话停住,因是葛琳借力起步,用力示意了她一声,她百感交集,只能说,“公公不送,平公明白。”
转头率先离了营帐。
三步一停,初入营帐,葛琳便跪了下来,“拜见圣上。”
皇帝见他模样,并未让内侍前去搀扶,问,“你这是有话要说?”
葛琳跪地,直言,“臣是为成亲王谋感不平,死伤在身,当有一言要述。”
皇帝在上位,听话听笑了去,“怎么葛府台的人都是这个德行,竟然全是忠良死节之臣,倒让我开了眼见,”侧身对成亲王说话,“十四,你真是纳了一个好亲侍。”
此语暗讽意味深重,成亲王本在眉梢起火时,不敢应此人死谏,“父皇明察秋毫,此人与儿臣不过泛泛之交,平素未曾照面。”
撇开关系不够,还得一力承担,“围场失责,儿臣当罚,父皇息怒,今日一事纯属意外,儿臣斥责之心,绝无它罪可谋,望父皇再三思量。”
“微臣惶恐,”葛琳打断,直接盖过他的话,“微臣仅以绵薄之力相劝,不为党争,忠心当表,死不足息,臣认为,此事成亲王无罪,错不在亲守狩猎主事,猛虎近营,显然人为谋事,陛下若只追侧骨失责之过,而舍弃真正谋逆之人,只恐让这背后之人,杀机滋生,放虎归山矣。”
“朕何时说过不予追查了,你这是在指责朕之昏乏吗?”
“臣惶恐。”
成亲王可算明白内里厉害,此时不能再冒然认罪,只怕越认,越扯到东宫,“父皇愚昧,儿臣敬君之心,父皇岂能不知,儿臣无有谋逆之心,此罪自认过半——”

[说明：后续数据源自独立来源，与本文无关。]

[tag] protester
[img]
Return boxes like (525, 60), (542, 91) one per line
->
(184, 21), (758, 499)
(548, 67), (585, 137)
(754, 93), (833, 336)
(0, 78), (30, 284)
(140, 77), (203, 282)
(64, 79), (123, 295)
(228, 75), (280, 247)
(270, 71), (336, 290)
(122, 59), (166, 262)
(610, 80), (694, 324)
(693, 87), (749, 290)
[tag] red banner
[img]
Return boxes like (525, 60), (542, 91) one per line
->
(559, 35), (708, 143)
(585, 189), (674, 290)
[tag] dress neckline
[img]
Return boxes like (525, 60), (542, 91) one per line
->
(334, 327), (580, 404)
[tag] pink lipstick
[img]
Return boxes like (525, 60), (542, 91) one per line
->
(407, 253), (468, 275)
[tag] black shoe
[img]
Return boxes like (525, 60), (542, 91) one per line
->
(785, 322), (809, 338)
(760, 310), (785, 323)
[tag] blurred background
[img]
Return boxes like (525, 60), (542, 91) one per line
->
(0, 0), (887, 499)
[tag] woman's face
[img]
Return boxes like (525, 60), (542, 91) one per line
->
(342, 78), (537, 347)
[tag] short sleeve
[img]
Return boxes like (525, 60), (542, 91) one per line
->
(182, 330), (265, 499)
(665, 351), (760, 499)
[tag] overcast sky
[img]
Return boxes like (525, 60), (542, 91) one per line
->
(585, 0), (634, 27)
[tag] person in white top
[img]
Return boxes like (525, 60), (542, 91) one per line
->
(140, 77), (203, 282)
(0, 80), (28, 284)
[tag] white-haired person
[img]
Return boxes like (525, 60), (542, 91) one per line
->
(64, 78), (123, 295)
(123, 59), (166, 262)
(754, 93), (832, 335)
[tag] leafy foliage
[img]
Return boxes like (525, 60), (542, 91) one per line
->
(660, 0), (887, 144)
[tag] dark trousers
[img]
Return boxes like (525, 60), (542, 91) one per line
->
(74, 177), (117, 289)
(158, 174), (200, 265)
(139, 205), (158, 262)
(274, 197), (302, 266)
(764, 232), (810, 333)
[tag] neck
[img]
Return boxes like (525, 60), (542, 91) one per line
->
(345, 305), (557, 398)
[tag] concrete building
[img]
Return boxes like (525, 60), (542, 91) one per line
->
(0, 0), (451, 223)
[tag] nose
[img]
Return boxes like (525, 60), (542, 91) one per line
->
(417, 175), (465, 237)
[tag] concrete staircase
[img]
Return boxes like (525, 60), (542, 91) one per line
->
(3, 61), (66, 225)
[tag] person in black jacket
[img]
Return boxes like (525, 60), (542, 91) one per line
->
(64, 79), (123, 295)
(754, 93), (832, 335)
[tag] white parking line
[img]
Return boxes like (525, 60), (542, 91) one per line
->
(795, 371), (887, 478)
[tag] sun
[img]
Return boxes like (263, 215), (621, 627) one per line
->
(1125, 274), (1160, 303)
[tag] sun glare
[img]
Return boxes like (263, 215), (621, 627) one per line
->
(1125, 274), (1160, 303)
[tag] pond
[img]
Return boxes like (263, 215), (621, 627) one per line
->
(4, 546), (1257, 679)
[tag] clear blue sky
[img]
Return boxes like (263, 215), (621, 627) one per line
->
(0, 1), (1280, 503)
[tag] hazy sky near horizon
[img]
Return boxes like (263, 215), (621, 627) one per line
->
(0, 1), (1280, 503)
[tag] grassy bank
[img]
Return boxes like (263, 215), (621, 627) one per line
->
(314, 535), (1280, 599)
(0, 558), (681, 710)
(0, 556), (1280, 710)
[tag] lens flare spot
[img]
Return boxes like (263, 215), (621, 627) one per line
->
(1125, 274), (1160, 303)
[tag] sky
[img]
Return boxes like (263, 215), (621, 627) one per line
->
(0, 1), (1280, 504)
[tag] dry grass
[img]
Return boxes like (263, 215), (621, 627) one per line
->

“臣认为,”葛琳再三截断成亲王的话,“成亲王失责在外,此罪亦不可绕,如加追溯,不如稍后,且让成亲王查明此事究竟,当罚不迟。”
为君者,最为忌惮人臣猜忌其心,这葛琳实则把他的心剖析个透彻,他倒不知这葛琳是真实心还是留有余地,“葛琳啊葛琳,念你救驾有功,朕不追究你妄言之过,且回去罢,此事评判,朕有决策。”
“臣谢恩。”
成亲王低头,实不知皇帝如何判罪。
“十四,朕一直以为你骁勇在马,却不过如此,偌大猎场,也跑得进野兽之流,自今日起,你该当拘禁大理寺盘查,此事你若是不曾有心,便也好,若是掺有半点谋事,朕便第一个要你的脑袋。”
万幸!
“儿臣遵旨。”
说完话,外有喧闹,皇帝不耐,“可是平公?”
高内侍来话,“正是呢。”
皇帝挥手,“此事已结,”看了一眼在地的葛琳,倒笑了一声,“送葛琳出营。”
“是。”
围场出事,葛琳受了重伤,此消息传到梧桐巷,怎不叫戴二夫人难过,却又听说御前救驾,只给抬了回来,并无封赏,一下子功夫,整个二院都陷入一阵灰蒙中。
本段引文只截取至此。